Pendant ce temps, l'assistant injecta un produit tout aussi transparent dans le tuyau qu'Archélas avait relié au bras. Ensuite, il alla s'occuper de son mollet dans lequel il fit une incision sans prévenir et appuya doucement. Surpris et un peu furieux – bien que son état ne lui permettait pas de réagir trop brusquement – le soldat se redressa pour interrompre le geste de cet individu peu délicat... mais ce fut lui qui s'interrompit lorsqu'il aperçu cet espèce de fil blanc surgir de sous sa chair. L'assistant l'enroulait méthodiquement autour d'un bâton en tirant dessus. Dix secondes plus tard, le soldat vomissait tout ce qu'il n'avait pas mangé depuis des semaines dans un récipient à portée de main.
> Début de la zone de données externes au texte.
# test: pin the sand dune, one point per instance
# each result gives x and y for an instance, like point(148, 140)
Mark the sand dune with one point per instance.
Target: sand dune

« Ça va aller, il n'est pas très grand. Mais c'est vrai que ce n'est jamais très ragoûtant à voir. Surtout n'essayez pas de l'enlever vous-même, vous risqueriez de le casser. On va le sortir centimètre après centimètre.
_ De toute façon, intervint le médecin qui se désintéressait à présent d'Archélas qu'il considérait comme arriéré, vous devrez rester ici quelques temps. On vous donnera ce qu'il faut pour guérir, mais on ne fait pas dans la magie comme Sayah par ici, alors il faudra attendre. »
Et puis plus il les retenait, plus il pouvait étudier sa nouvelle patiente...
« Je vais aussi recoudre votre tête et votre main, et je vais devoir vous couper un peu l'épaule pour enlever cette écharde. » précisa l'aide-soignant à voix basse.